Honestly, I've always detested being tall. Yea, so I'm not THAT tall .. I'm 1.73m .. BUT STILL.

The way I see it, all being tall is only good for ... trying to reach high shelves .. big deal. I am perfectly fine asking someone to get it for me.

*sigh*

So why do I dislike being tall? For one thing, it's hard to blend in anywhere. And I'm big as well, so that's a double whammy .. I am prominent. Not a good thing to be, in my opinion. Not like I look like Maggie Q, damn it.

The other thing is .. the people around me are mostly shorter and smaller than I am .. men included. I sometimes feel like I'm in Liliput or I'm an ogre. It's not so bad now that I'm older .. I don't feel as self conscious as I did when I was a teenager. I'm old enough now to not really give a crap most times. Of course, when we are in an enclosed area .. like the lift, man, I hate it.Tiny, short and scrawny people are everywhere here.

Short is good .. short and petite is better. Even if you're short and on the plump side, it's still better than being tall and broad. I have zero hopes that my girls will be short. They're already mostly taller than their friends of the same age.
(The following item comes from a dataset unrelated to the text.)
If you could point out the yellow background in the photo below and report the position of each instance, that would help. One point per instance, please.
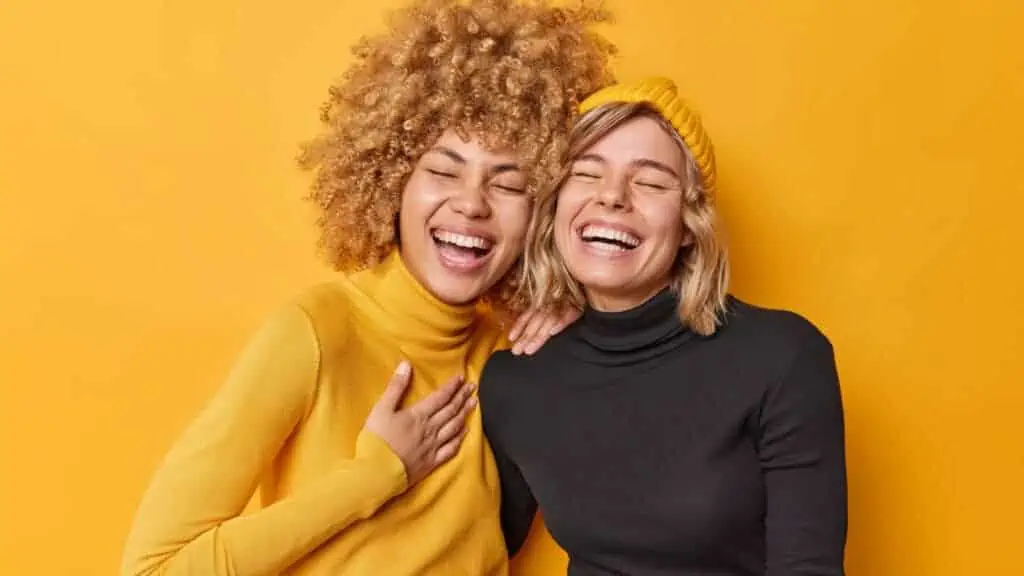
(871, 164)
An acquaintance of mine was telling me sometime ago that her husband told her that he admired me cos I was independent and capable. I snorted when she said that. Of course, I have to be independent and capable .. trust me, only short petite cute women can get away with acting helpless and needy. And they can also get away with what we call "acting cute" .. ie acting all girly and whiny. It is not a good look for someone tall and big. And I have no desire to try. Granted, I hate that my husband thinks I am totally capable and independent so much so that he doesn't think I require any kind of coddling at all .. it really annoys me sometimes. Even when I'm sick, I usually just shut it and soldier on. I don't have it in me to be all helpless and useless. No matter how much I want to.

Damn my Dad's genes. My mom is short .. why in hell didn't I inherit those genes from her? lol.